SR Data Engineer

  • Buenos Aires, Ciudad Autónoma de Buenos Aires, Argentina
  • Full-Time
  • Remote

Job Description:

Only Candidates from Argentina, Paraguay, Bolivia, Colombia

We are seeking a Senior Data Engineer or Data Architect to lead the design and implementation of a modern AWS-based Lakehouse for a data-rich enterprise.
This role combines deep technical ownership with hands-on delivery and requires a strong ability to collaborate with business stakeholders to catalog data, define an end-state medallion architecture, and build production-grade ingestion and transformation pipelines.

The successful candidate will help the organization transition toward a governed, high-quality, and analyst-friendly platform that supports downstream analytics and machine learning initiatives.

What Youll Bring (Required Skills & Experience):

  • 7+ years of experience building and operating large-scale data platforms and ETL pipelines in production environments.
  • Strong hands-on expertise with AWS data services, including S3, Glue, EMR, DMS, MWAA, Athena, and Redshift.
  • Deep working knowledge of Spark (PySpark or Scala) and migration of Hive HQL workloads to Spark.
  • Practical experience with open table formats (Apache Iceberg or Delta Lake) and Glue Data Catalog registration.
  • Proven ability to design and manage Airflow DAGs and integrate Airflow with AWS services.
  • Strong SQL skills and experience with dbt or equivalent SQL modeling frameworks.
  • Hands-on implementation of data quality frameworks (Deequ, Great Expectations, or Glue Data Quality).
  • Familiarity with data lineage and observability practices (e.g., OpenLineage).
  • Solid understanding of security and compliance for consumer data, including IAM, KMS, and Lake Formation.
  • Excellent communication skills, with experience in stakeholder interviews and executive-level technical presentations.

Preferred Qualifications

  • Prior experience migrating from on-prem Hadoop/Hive/HDFS to S3-based lakehouses.
  • Familiarity with enterprise data catalogs such as AWS DataZone or Collibra.
  • Hands-on exposure to SageMaker MLOps, feature stores, and model monitoring.
  • Experience using AppFlow, Transfer Family, or other managed connectors for SaaS and SFTP ingestion.
  • Background in Infrastructure as Code (IaC) Terraform, CloudFormation, or AWS CDK with CI/CD automation for data workloads.
  • Leadership experience mentoring engineers and contributing to team structure and hiring decisions.

Education & Experience

  • Bachelors degree in Computer Science, Engineering, or Data Science (Masters degree preferred but not required).
  • Typically, 715 years of relevant professional experience.
  • Exceptional candidates with fewer years but demonstrable impact and technical depth will be considered.

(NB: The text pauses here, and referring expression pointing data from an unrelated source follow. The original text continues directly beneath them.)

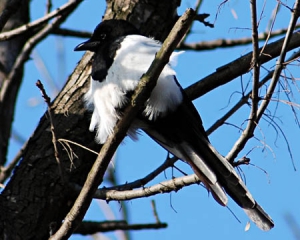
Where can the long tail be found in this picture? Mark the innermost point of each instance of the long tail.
(225, 176)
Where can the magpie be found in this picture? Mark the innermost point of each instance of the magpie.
(122, 56)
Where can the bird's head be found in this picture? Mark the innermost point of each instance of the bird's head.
(106, 32)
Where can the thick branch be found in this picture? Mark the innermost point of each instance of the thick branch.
(142, 93)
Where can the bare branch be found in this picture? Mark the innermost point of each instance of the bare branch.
(245, 136)
(10, 9)
(54, 138)
(168, 186)
(238, 67)
(225, 43)
(20, 30)
(89, 227)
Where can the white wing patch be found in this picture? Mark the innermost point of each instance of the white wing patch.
(132, 60)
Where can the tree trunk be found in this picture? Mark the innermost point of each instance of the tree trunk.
(35, 201)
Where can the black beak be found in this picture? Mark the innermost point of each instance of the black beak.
(89, 45)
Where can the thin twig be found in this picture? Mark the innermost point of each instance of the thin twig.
(27, 27)
(241, 142)
(226, 43)
(89, 227)
(54, 139)
(11, 7)
(153, 205)
(6, 171)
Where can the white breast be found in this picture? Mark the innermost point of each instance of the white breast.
(131, 62)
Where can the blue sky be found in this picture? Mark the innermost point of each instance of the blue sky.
(190, 213)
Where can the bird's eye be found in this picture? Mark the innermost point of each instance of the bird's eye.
(103, 36)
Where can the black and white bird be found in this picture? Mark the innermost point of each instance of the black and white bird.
(121, 57)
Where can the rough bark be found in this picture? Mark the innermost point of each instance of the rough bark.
(9, 50)
(35, 200)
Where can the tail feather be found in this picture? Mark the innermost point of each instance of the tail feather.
(204, 173)
(235, 187)
(216, 173)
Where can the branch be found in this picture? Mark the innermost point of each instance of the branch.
(238, 67)
(168, 186)
(31, 43)
(89, 227)
(141, 94)
(247, 133)
(143, 181)
(226, 43)
(11, 8)
(27, 27)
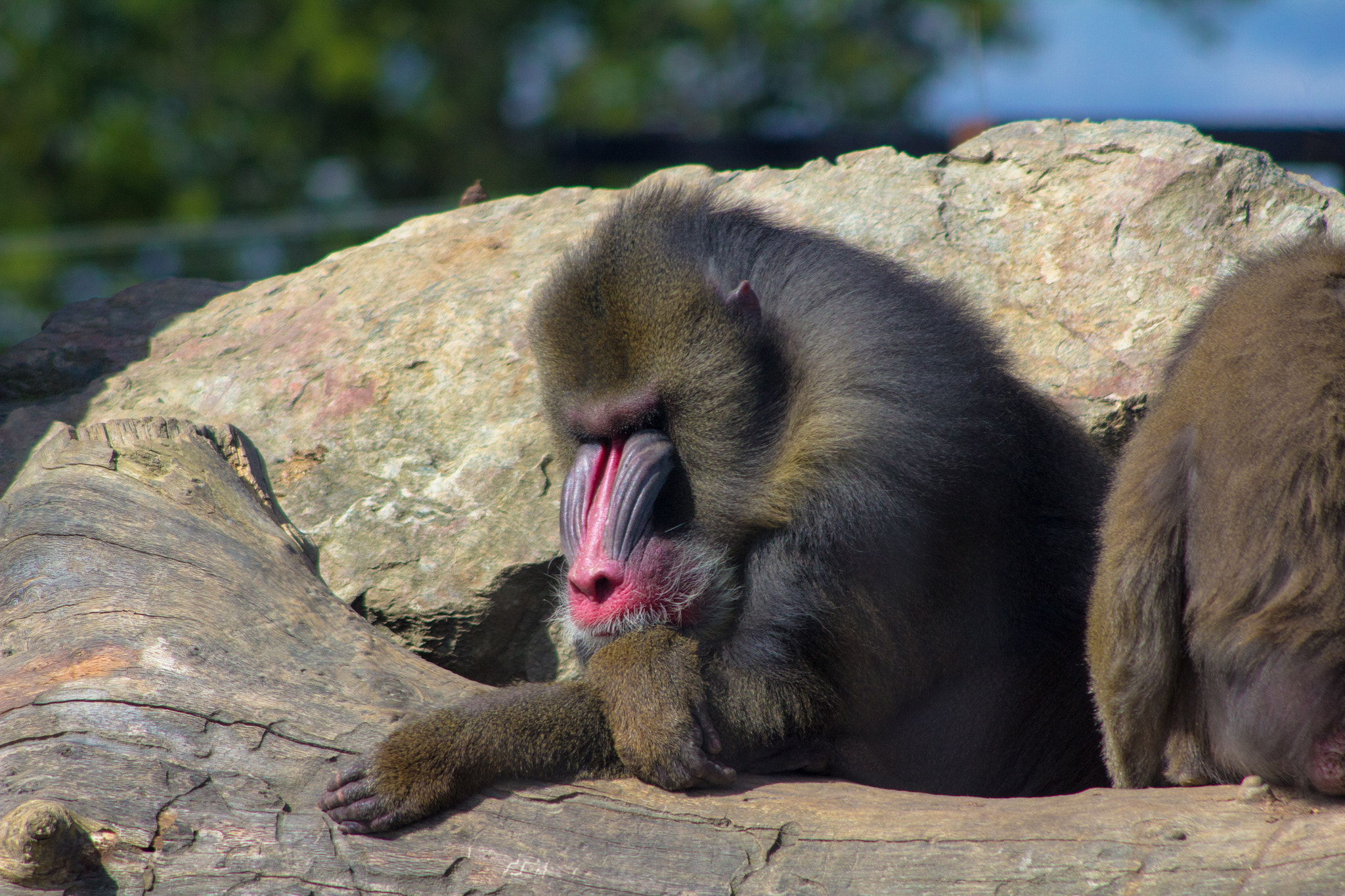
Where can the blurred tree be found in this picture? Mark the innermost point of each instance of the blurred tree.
(171, 109)
(187, 110)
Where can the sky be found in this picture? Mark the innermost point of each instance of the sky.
(1275, 62)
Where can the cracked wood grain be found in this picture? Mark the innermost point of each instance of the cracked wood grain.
(174, 671)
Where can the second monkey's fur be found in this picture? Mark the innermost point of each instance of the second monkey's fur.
(1216, 633)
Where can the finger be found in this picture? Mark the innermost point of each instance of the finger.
(361, 811)
(346, 796)
(347, 775)
(709, 736)
(712, 774)
(354, 828)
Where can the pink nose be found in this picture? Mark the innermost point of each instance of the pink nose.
(596, 580)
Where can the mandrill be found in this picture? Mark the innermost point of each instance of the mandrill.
(1216, 633)
(813, 524)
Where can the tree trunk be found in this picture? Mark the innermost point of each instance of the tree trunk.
(178, 684)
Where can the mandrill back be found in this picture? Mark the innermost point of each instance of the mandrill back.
(811, 524)
(1218, 626)
(891, 536)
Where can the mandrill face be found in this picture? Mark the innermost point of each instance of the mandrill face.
(625, 571)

What Youll Do (Responsibilities):

  • Inventory and catalog all data sources across cloud and on-prem systems, capturing metadata, ownership, and maintaining a canonical data catalog.
  • Map and reverse-engineer existing data pipelines and logic, including Airflow DAGs, Hive HQL, Scala jobs, notebooks, and stored procedures.
  • Design and document a target medallion architecture (Bronze/Silver/Gold) on AWS using open table formats and governed metadata.
  • Build and operate ingestion pipelines leveraging AWS services such as Glue, DMS, AppFlow, Transfer Family, and structured S3 landing zones.
  • Implement transformation pipelines using Spark (Glue or EMR), converting data to Iceberg or Delta Lake and registering assets under Lake Formation governance.
  • Develop and maintain workflow orchestration using Apache Airflow (MWAA), including retries, alerts, and SLA monitoring.
  • Define and enforce data quality and profiling using Deequ, Great Expectations, or Glue Data Quality, publishing metrics to the catalog.
  • Consolidate business logic into modular, testable pipelines and SQL models using dbt for analyst-friendly development.
  • Design serving and consumption layers using Athena, Redshift Serverless, and controlled APIs or search exports; plan for ML readiness with SageMaker and feature stores.
  • Establish CI/CD pipelines for data infrastructure and workloads, implement automated testing and deployment gates, and maintain operational documentation.
  • Mentor engineers and analysts, providing technical guidance and presenting architectural recommendations to leadership.

Why join the client?

Be part of a company at the forefront of technological change. We foster a collaborative, purpose-driven environment where teamwork thrives. Were invested in your long-term growth and provide opportunities to develop your skills and career.

Perks & Benefits

At the client, we believe in the personal and professional growth of our team. Thats why we offer a variety of benefits designed to support your development, well-being, and quality of life:

  • Certifications and training to boost your skills.
  • English classes, tailored to your level.
  • Free gym access, so you can take care of your physical and mental health.
  • Gifts on special occasions, because we love celebrating with you.
  • Wellness and professional growth programs focused on your balance and progress.
  • An inclusive and collaborative environment, where diversity and great ideas are truly valued.